Porosity–permeability relationship: shoreface to paralic sandstones of the Heno Formation (Gert and Ravn Members), cored in selected wells. The plot is based on conventional core analysis data from the wells Gert-1 (Gert Mb); Ophelia-1, Gwen-2, Jeppe-1 and Rita-1 (Ravn Mb). The trend line is from Figure 17 and plotted for reference.
Formation pressures of the Svane-1, Hejre-1 and Gert-1 well
Palaeogeography
The Heno and Gertrud Plateaus formed a positive north–south trending area between the Mandal High to the NE and the Mid North Sea High to the SW (Fig. 9a–d). The back-barrier and shoreface sandstones of the Gert Member were deposited during the Late Kimmeridgian, when the transgression started in the deep part of the Feda Graben and moved towards the Heno and Gertrud Plateau margins and ultimately drowned the plateau areas (Fig. 9a, b). As the regional gradient on the plateau areas was low, the transgression was rapid, leaving only a thin section of back-barrier sediments overlain by thin shoreface sands and topped by offshore claystones (Fig. 6, Jeppe-1) (Johannessen et al. 1996; Johannessen 2003).
The upper parts of the shoreface sandstones are back-stepping and are overlain by offshore claystones of the Lola Formation in the basin areas (Figs 6 & 7). On the higher plateaus, the water depth was too shallow and energy levels too high for deposition of clay and thus sandstones were deposited here, for example, Jeppe-1 (Fig. 6).
Upper Kimmeridgian shallow marine sandstones
Distribution and stratigraphy
The sandstones referred to the Ravn Member (Fig. 2) (Michelsen et al. 2003) were deposited in the same areas as the Gert Member, later during the Late Kimmeridgian (Fig. 9c–e) (Johannessen et al. 1996; Andsbjerg & Dybkjær 2003; Johannessen 2003). The succession is represented by cores in the Rita-1, Ophelia-1, Jeppe-1 and Gwen-2 wells in this paper (Figs 6 & 7).
Depositional environment
Deposition of the regressive shoreface and deltaic sandstones of the Ravn Member followed the transgression during which the paralic and shoreface sandstones of the Gert Member were deposited (Fig. 9c–e). In general, they consist of intensely bioturbated shallow marine sandstones. The lowest part is prograding whereas the uppermost part is retrograding (Johannessen et al. 1996; Johannessen 2003). This vertical trend is also seen in the Norwegian and UK sectors in the time equivalent Ula and Fulmar Formations, respectively (Bergan et al. 1989; Howell et al. 1996; Mackertich 1996). A conglomerate bed, 0.2–2 m thick, marks the maximum regression which can be mapped over a large area (Fig. 9c). The shoreface sandstones are often thick and very widespread. The best reservoir sands are developed on the Heno and Gertrud Plateaus and shale out towards the Feda and Tail End Grabens.

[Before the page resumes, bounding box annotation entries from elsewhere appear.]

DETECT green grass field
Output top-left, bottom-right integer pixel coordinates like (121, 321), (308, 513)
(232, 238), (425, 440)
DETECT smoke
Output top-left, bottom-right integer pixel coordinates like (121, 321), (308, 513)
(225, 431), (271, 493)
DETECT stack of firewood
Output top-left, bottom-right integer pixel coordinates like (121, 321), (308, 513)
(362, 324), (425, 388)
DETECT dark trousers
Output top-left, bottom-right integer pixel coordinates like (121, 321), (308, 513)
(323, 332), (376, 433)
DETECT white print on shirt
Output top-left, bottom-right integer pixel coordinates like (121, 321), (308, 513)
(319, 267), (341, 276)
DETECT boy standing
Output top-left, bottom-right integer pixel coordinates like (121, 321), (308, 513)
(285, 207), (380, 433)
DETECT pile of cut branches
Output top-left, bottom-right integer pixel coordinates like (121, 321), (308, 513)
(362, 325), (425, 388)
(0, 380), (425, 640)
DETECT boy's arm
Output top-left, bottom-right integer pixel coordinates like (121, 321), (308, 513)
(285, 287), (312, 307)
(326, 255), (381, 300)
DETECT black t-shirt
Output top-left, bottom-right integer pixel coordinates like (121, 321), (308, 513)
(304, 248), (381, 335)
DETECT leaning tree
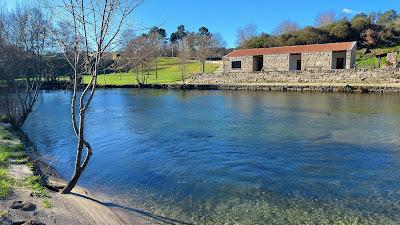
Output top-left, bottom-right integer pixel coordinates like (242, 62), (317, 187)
(46, 0), (143, 194)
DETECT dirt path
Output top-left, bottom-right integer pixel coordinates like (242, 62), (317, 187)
(0, 123), (163, 225)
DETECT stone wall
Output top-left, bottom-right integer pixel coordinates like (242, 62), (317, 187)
(264, 54), (289, 71)
(224, 56), (253, 73)
(188, 68), (400, 84)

The 50 m long core in the Rita-1 well, situated at the SW margin of the Feda Graben, covers much of the Ravn Member interval (Figs 6 & 13). At the base it consists of a 25 m thick coarsening upward claystone to clayey sandstone succession, which represents a distal offshore to offshore-shoreface transition from the Lola Formation to the Ravn Member. This succession is truncated by a prominent erosion surface in the middle of the core, above which the deposits grade into a succession of stacked, variably developed, coarsening upward, 1–4 m thick parasequences. Figure 13 illustrates a section of the core, which contains many of the characteristic features for these sediments: the base of a parasequence typically consists of sporadically bioturbated interlaminated mud and sand, which grades upward into bioturbated heterolithic bedding and further into clayey and pebbly sand at the top of the parasequences (Figs 10d & 13). The dominance of elements of distal and archetypal Cruziana ichnofacies (Fig. 10d) (MacEachern et al. 2008) coupled with high clay content even in high-energy facies in these successions is interpreted to reflect a downdrift offshore–lower shoreface setting.

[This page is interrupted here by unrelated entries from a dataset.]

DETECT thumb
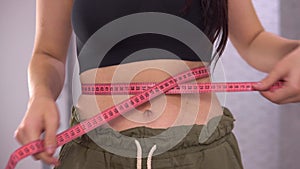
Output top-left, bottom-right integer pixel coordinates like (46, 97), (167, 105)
(253, 66), (286, 91)
(44, 109), (59, 156)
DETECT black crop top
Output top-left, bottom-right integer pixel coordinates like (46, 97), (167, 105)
(72, 0), (211, 73)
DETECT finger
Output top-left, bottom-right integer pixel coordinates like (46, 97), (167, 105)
(253, 66), (287, 91)
(44, 108), (59, 156)
(33, 152), (60, 166)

Detailed sedimentological core logs of Ravn Member intervals in Rita-1 and Ophelia-1 wells. The Rita-1 interval demonstrates an intensively bioturbated coarsening upward parasequence. The sediments are characterized by abundant soft sedimentary deformation structures, relict sand–clay couplets, and pervasive deposit feeding trace fossils such as Asterosoma and Chondrites. The succession is interpreted to reflect a downdrift offshore–lower shoreface setting. The illustrated Ophelia-1 interval is interpreted to show, for example, common tempestite intervals interbedded with tidal and wave-influenced, heterolithic fair weather facies. The interval is interpreted as mixed-influenced delta front. See Figure 16 for symbols.
Ophelia-1, located on the Heno Plateau, has a 27 m thick core consisting typically of variably developed 1–6 m thick parasequences (Fig. 13). Some typical recurring features of these sediments are shown in Figure 13, and include the following elements: the lower part of a sequence may contain interlaminated clay and sand or heterolithic climbing combined-flow ripple cross-stratification. The heterolithic intervals display occasional double mud-drapes and subdued trace fossil diversity, which is interpreted to indicate tidal and possibly local brackish water influence. Upwards, these deposits begin to alternate with erosionally based, planar-laminated and low-angle cross-stratified, decimetre-scale sandstone intervals, which are interpreted as tempestites. On the top of the parasequence, the sediments further grade or are abruptly overlain by a 1–3 m thick succession of sporadically bioturbated, massive, graded and parallel-laminated sandstone beds, which contain locally thick mud-drapes and dispersed conglomerates. In general, Ophelia-1 sediments are interpreted to represent various storm-, wave- and tide-influenced deltaic and proximal offshore environments (Figs 10c & 13).
Reservoir characteristics
Porosities exceeding 15% are interpreted from log data acquired in the Jette-1 and Gwen-2 wells, located on the Gertrud Plateau (Fig. 1). Highly porous sandstone beds, having porosities in the range 20–30%, are interpreted in the upper part of the Ravn Member in Jette-1. The net sand thickness is c. 40 m, but despite good reservoir quality it is not hydrocarbon bearing. Similarly in Gwen-2, the presence of c. 20 m net sand with porosities exceeding 20% is verified by log and core data, and it is noteworthy that the permeability range is large (0.1–100 mD) (Fig. 12). This range is presumably related to varying clay content and the presence of cement in the sandstone matrix.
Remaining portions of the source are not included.